Assim, à maneira de agradecimento por tantos insigths proporcionados por artigos como este, recomendo – fortemente – a leitura do ensaio introdutório “The United States Demands that Japan Open Its Ports to Trade”, excerto do livro Contemporary Japan: A Teaching Workbook da Columbia University, dentro do East Asian Curriculum Project , disponível em
http://afe.easia.columbia.edu/japan/japanworkbook/modernhist/perry.html
Graças às maravilhas da Internet e ao fato dos Estados Unidos da América serem um país em que os documentos públicos devem ser tornados públicos por lei, mas todos os companheiros amigos e colegas interessados em história do comércio internacional poderão se deliciar, e se instruir ao mesmo tempo, com o texto de duas cartas. Primeiro, a carta, escrita em 13 de novembro de 1852, pelo então Presidente americano Millard Fillmore, entregue pelo Comodoro Perry, comandante da esquadra americana no Pacífico ao Imperador japonês, pedindo que portos japoneses fossem abertos ao comércio com os americanos. Segundo, a carta de 7 de julho de 1853, do próprio Comodoro Perry ao Imperador japonês , o portador da carta do presidente, explicando o que aconteceria se isso não acontecesse.
Às vezes, o contexto das coisas – o todo da coisa – é às vezes mais importante que a parte da coisa. Talvez fossem sábios aqueles que diziam que o comércio internacional talvez fosse apenas a continuação da diplomacia. E a diplomacia, a mera continuação da arte de Marte, a arte cultivada por Aquiles, Sun Tzu, Sócrates, Aníbal, Júlio César, Clausewitts, Napoleão Bonaparte, Robert MacNamara e tantos outros grandes representantes mais atuais e, diga-se de passagem, em atividade – da espécie Homo sapiens.
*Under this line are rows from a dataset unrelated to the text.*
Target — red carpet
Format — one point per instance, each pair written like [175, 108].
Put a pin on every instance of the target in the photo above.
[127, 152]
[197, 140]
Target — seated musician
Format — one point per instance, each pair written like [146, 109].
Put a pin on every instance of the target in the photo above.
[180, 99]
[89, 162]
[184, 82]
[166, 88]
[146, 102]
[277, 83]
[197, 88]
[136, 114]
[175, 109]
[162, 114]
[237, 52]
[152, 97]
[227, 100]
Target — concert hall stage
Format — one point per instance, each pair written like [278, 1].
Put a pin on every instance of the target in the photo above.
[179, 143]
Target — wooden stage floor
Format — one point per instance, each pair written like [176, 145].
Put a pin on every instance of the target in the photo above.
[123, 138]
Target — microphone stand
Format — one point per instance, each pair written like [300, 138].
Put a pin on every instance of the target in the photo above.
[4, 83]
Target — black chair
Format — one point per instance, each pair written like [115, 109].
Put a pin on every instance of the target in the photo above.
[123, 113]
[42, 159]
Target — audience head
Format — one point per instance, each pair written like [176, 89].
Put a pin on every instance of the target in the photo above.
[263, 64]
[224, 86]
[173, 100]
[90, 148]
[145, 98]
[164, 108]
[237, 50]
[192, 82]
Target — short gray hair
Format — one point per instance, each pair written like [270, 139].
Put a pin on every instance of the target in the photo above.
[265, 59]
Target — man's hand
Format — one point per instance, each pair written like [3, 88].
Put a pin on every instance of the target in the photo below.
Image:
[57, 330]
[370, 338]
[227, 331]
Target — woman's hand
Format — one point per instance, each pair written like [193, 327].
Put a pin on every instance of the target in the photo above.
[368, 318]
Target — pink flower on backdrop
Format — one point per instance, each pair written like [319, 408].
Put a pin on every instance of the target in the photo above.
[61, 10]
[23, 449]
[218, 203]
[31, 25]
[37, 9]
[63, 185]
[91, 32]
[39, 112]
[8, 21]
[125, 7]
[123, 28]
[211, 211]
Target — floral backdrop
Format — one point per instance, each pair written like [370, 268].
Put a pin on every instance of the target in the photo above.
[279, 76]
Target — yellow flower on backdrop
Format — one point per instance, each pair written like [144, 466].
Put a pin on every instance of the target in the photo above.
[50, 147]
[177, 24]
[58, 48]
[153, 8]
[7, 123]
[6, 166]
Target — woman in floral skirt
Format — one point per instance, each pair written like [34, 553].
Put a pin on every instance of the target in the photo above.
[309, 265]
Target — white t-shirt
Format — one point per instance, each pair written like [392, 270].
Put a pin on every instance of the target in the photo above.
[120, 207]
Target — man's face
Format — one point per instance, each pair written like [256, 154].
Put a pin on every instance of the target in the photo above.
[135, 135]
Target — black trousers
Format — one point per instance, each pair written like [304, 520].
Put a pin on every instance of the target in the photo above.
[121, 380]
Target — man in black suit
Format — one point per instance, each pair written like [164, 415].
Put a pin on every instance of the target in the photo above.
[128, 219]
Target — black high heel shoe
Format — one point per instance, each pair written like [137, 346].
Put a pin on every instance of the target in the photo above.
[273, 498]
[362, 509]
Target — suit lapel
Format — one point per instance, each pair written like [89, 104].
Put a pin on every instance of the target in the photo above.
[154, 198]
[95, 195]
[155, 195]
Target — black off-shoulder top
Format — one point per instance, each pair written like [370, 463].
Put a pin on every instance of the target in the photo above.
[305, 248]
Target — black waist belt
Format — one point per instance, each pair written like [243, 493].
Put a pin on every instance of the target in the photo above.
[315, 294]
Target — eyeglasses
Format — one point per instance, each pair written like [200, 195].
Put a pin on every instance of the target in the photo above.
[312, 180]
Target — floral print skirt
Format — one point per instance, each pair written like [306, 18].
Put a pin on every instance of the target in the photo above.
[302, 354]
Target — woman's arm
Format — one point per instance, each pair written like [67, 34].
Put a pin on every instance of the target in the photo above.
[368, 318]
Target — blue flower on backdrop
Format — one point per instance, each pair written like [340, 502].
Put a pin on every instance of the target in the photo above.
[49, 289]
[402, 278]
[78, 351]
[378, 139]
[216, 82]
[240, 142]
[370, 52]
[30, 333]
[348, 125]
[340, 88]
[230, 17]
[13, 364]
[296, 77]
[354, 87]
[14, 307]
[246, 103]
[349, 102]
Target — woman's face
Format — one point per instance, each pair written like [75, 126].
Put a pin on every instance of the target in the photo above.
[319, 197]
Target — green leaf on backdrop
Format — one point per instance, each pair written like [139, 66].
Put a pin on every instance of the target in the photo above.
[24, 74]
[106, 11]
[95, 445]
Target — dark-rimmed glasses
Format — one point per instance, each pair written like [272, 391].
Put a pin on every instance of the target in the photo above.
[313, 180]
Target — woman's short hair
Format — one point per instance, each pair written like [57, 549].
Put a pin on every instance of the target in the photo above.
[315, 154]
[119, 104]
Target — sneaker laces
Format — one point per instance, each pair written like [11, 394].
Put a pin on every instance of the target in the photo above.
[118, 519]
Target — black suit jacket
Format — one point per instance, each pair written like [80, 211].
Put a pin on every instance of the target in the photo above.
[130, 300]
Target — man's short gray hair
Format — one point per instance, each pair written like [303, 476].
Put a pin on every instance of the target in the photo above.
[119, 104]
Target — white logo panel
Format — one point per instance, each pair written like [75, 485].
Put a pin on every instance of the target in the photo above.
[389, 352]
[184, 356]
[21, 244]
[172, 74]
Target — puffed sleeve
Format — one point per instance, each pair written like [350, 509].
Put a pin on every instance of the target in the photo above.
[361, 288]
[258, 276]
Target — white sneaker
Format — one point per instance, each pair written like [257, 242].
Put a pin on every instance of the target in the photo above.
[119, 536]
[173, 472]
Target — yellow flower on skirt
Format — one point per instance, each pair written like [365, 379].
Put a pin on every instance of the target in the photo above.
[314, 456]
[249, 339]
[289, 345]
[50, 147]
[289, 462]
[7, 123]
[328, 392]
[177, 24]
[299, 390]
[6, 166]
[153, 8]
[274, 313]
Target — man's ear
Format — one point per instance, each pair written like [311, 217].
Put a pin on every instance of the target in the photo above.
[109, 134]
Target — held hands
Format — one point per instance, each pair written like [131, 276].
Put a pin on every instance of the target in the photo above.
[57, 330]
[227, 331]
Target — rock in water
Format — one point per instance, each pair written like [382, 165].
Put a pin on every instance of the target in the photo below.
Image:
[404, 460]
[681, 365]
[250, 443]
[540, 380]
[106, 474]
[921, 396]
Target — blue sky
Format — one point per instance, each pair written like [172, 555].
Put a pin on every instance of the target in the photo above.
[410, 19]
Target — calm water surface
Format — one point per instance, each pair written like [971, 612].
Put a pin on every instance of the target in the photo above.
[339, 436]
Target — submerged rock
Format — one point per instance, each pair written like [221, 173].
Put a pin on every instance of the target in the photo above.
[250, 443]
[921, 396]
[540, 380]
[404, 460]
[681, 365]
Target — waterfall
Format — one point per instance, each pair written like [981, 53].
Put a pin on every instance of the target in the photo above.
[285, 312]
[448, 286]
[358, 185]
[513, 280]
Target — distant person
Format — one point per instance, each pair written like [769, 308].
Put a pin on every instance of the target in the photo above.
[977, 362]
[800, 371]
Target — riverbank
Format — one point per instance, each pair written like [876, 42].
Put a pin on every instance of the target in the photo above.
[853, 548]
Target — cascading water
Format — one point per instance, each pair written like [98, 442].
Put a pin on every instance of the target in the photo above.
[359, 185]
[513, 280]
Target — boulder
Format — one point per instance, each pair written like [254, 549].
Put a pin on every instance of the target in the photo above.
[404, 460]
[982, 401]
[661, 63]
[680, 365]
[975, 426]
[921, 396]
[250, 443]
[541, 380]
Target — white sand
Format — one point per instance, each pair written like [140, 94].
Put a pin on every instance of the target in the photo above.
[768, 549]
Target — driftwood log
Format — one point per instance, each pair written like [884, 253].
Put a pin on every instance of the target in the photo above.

Por falar em Robert MacNamara, um dos criadores da Pesquisa Operacional nos tempos da Segunda Guerra Mundial, está em cartaz um excelente filme-documentário chamado Por Dentro das Brumas da Guerra (In the War Fog, se não me engano). Também é muito recomendável num sábado à noite ir buscá-lo na locadora.
Acredito que um trabalho sobre o Comércio Exterior – digamos assim, mais contextualizador – poderia explicar as coisas com maior poder de previsão – um atributo das ciências físicas e biológicas . Por exemplo, por qual razão as políticas agrícolas das duas das maiores potências econômicas e militares atuais dotadas de estratégias nacionais (os EUA e a União Européia) continuarão sem mudanças – nem mesmo as cosméticas .
É bom sempre manter em mente que a terceira potência – a coalizão formada pela capacidade científica e tecnológica japonesa somada à capacidade de trabalho e estratégia chinesa – além de se tornarem o maior produtor e vendedor de produtos manufaturados do planeta, está se transformando no maior mercado de consumo de alimento do mundo. Um negócio da China.